Seule notre vanité d’animaux féodaux, nantis de la plus grande abondance de systèmes biologiques et de la sensibilité la plus riche, nous entraîne dans l’illusion sur nous-mêmes.
Submergés par cette richesse débordante, nous avons entrepris d’inonder de nos aptitudes le milieu qui nous entourait. Nous l’avons structuré et réglementé à notre manière à nous. Nous y avons créé des organisations et des schèmes nouveaux. Nous avons construit des maisons, des tours, des villes, des usines. Nous avons produit une infinité de poèmes, de chants et de mélodies. Nous avons inventé des lois, des règlements, des constitutions, des systèmes… Finalement, noyés dans ce flot de richesses, nous avons oublié que toute cette abondance était un legs dont nous étions redevables à notre arbre généalogique. Avant d’enrichir notre tête, elle se trouvait dans la tête de la fourmi, dans l’écorce de l’arbre, au cœur de l’éponge, dans la sève amère du cactus.
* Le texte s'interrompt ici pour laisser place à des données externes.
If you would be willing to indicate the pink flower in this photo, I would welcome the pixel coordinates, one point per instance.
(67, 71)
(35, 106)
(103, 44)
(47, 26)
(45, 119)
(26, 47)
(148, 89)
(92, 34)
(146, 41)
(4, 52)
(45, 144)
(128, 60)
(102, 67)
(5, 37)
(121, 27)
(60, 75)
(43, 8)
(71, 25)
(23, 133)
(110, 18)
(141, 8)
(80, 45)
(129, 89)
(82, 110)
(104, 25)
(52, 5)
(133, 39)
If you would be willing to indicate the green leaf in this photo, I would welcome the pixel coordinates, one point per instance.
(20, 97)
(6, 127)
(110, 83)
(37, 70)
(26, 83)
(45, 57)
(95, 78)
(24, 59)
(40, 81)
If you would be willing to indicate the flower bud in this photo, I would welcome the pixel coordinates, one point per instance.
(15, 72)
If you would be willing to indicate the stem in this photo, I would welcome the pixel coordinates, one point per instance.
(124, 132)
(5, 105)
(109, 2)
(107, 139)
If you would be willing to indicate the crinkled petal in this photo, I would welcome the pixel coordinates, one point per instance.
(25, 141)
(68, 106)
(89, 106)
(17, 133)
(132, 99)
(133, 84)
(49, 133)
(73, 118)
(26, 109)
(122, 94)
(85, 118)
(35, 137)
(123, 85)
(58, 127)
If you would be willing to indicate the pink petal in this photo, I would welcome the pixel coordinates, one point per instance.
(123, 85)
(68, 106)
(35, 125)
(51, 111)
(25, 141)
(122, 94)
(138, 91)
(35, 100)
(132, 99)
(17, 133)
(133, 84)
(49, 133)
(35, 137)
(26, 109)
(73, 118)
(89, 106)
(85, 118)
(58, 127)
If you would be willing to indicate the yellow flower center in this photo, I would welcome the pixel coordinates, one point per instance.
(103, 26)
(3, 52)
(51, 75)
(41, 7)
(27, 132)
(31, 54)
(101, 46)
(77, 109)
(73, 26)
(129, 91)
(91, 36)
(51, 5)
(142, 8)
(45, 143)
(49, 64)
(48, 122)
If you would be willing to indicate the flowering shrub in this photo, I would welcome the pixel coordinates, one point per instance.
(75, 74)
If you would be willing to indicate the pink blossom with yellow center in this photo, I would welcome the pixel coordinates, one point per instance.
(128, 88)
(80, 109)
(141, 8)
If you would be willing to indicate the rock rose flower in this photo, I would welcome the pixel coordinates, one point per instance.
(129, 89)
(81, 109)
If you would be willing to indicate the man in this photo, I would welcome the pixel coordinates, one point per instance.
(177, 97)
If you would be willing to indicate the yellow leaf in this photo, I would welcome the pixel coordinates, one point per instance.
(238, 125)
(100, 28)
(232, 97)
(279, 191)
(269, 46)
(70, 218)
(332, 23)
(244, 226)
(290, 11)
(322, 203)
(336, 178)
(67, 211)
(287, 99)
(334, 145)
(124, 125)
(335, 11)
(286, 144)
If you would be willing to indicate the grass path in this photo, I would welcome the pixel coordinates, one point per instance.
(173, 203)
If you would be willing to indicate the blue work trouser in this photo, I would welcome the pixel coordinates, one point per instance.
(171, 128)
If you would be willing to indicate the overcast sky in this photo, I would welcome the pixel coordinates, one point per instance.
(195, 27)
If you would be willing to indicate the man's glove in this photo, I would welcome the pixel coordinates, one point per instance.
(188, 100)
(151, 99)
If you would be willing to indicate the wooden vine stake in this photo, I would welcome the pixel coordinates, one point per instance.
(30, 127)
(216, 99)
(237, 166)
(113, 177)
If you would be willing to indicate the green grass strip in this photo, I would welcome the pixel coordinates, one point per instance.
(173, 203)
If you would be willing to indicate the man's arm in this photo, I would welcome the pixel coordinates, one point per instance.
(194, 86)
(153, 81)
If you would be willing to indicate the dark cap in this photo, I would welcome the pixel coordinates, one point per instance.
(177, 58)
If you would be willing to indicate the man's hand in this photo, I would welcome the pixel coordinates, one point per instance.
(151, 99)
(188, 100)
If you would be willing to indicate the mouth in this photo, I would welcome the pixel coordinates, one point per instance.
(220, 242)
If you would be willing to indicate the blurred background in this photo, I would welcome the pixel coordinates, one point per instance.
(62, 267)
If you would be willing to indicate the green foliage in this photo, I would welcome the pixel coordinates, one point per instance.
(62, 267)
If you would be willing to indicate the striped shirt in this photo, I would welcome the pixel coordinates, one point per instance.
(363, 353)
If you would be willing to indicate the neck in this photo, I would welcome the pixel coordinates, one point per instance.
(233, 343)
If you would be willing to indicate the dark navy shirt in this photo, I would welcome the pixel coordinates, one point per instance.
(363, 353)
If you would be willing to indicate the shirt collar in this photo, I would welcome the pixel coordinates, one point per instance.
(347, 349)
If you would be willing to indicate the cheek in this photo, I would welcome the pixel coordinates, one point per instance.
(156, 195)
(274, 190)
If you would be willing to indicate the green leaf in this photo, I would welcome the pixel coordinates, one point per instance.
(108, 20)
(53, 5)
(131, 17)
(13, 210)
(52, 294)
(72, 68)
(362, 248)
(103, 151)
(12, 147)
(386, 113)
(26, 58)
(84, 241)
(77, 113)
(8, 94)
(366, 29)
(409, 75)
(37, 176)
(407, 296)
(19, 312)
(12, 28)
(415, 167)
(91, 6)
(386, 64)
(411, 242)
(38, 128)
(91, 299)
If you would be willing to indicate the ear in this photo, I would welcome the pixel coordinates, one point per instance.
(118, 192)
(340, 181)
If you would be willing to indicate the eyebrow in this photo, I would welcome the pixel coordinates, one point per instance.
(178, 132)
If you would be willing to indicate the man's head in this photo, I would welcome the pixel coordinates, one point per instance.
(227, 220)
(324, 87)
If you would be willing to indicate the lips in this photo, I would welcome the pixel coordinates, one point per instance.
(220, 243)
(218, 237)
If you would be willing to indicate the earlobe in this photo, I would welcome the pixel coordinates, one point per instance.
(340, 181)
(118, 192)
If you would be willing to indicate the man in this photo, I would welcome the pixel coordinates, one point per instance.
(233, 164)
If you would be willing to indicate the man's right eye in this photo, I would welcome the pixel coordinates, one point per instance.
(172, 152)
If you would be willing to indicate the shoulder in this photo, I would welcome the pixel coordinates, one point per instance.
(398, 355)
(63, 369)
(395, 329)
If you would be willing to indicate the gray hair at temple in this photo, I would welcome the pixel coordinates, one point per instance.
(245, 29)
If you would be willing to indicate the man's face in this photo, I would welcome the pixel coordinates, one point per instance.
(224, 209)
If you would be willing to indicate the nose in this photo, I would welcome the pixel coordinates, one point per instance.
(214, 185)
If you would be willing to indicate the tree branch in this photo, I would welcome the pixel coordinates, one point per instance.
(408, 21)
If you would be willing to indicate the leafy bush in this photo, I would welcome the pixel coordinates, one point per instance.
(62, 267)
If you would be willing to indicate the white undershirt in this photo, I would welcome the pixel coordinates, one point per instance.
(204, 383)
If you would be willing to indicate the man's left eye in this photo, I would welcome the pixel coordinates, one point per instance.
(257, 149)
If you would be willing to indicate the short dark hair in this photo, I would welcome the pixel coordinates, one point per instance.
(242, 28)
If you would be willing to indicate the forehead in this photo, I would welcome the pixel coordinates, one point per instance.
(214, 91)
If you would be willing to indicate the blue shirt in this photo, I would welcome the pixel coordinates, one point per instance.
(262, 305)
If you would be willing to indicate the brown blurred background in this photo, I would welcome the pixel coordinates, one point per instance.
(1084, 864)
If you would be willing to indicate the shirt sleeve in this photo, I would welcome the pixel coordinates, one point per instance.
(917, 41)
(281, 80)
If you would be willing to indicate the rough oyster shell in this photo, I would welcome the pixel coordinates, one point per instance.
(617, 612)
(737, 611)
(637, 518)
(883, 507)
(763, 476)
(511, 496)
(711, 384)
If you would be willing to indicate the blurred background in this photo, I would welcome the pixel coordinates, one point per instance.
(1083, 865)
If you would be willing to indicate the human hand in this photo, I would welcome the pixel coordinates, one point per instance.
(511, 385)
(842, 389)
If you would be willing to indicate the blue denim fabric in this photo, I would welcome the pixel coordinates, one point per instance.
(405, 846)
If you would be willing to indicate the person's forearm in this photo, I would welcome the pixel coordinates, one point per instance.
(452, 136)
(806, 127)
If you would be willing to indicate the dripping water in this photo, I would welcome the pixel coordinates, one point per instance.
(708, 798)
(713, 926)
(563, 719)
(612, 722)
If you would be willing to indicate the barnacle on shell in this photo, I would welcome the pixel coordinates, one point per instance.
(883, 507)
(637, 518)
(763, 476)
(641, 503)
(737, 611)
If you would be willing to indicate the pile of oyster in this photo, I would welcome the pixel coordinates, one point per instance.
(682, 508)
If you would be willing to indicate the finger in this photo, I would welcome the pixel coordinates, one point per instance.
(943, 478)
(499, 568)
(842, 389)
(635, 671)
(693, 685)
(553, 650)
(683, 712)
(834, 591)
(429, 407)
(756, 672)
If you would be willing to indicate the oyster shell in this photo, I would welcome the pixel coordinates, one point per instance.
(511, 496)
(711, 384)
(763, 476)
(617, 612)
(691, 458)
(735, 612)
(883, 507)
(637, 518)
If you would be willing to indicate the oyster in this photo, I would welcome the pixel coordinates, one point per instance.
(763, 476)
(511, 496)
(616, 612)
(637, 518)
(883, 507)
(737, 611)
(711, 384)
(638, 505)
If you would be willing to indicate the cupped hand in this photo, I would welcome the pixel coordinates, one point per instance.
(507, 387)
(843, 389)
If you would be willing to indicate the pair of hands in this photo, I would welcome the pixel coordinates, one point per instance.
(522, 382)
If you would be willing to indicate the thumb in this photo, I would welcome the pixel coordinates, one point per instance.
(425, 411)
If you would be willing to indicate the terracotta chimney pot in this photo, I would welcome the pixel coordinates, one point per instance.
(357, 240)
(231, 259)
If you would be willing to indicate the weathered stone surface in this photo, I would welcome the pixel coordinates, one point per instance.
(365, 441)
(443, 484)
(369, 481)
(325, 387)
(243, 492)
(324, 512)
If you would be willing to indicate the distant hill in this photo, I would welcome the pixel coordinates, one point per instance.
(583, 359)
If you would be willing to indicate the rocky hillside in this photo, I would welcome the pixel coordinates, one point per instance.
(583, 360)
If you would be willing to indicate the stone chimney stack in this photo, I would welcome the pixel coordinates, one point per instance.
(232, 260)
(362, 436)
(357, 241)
Le miracle de la vie n’est donc pas le privilège d’une créature donnée. Il est lié au tissu vivant comme tel, qu’il s’agisse des végétaux, des animaux, des êtres humains ou des cellules évoluant lentement dans un marécage, sans voir ni entendre. Il est lié au protoplasme, cette gélatine visqueuse comme une crème parsemée de grains de sésame et de pistache.
Chacun est à même de le constater au microscope : le protoplasme est vivant. Il renferme des noyaux solides autour desquels gravitent sans arrêt les grains de sésame et de pistache. Parfois, des parois protectrices existent ; parfois non, et l’on a affaire alors à une masse visqueuse, flasque et gluante, s’étirant comme une tache d’huile épaisse à la surface de l’eau…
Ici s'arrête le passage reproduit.